[time-nuts] R&S XSRM Rubidium Standard
KA2WEU at aol.com
KA2WEU at aol.com
Sun Sep 17 08:57:26 EDT 2017
Modern test and radio equipment have self calibration capabilities, older
analog do not. Calibration is not always need for just simple test, but
for specification conformation it is useful. A bit of luck also helps.
In a message dated 9/17/2017 8:08:00 A.M. Eastern Daylight Time,
drkirkby at kirkbymicrowave.co.uk writes:
On 15 Sep 2017 10:45, "Scott McGrath" <scmcgrath at gmail.com> wrote:
> Precisely my point, But when purchasing i expect to pay for a
calibration at a minimum.
I have on occasions requested sellers to send an item to the manufacturer
(Agilent or Keysight) for calibration *before* shipping it to me, offering
to pay the calibration cost, but stating that I expect a full refund if the
item fails the calibration.
If a test equipment dealer is confident that something is working well,
they should not object to sending it to the manufacturer for calibration,
as long as the buyer is willing to pay.
Of course if a seller knows little about something, they are not going to
do this, but the item should be appropriately priced.
One UK seller (grace1403) declined to send an Agilent N9912A FieldFox to
Agilent, because "Agilent were too fussy"., failing items for trivual
issues.
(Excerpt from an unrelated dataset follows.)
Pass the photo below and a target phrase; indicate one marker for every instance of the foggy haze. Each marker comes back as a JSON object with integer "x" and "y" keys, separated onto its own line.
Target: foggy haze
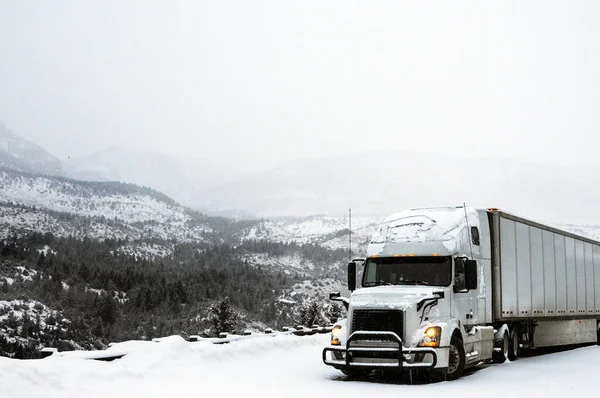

But he did agree to send it to one of the cal labs he uses. I
thought it was a waste of time going to one of the less fussy outfits,
bought it anyway. It was then clear on receipt that it was faulty. (The
spectrum analyser functionality was ok, but it didn't work as a network
analyzer). He took it back, but then advertised it on eBay 6 months
later. When asked, he said nothing had been done to it.
eBay rules about who pays the return shipping charge for an item that is
"not as described' keep changing, and may be different on different sites.
But on a heavy item shipped internationally, the postage cost can be
comparable or exceed the calibration cost.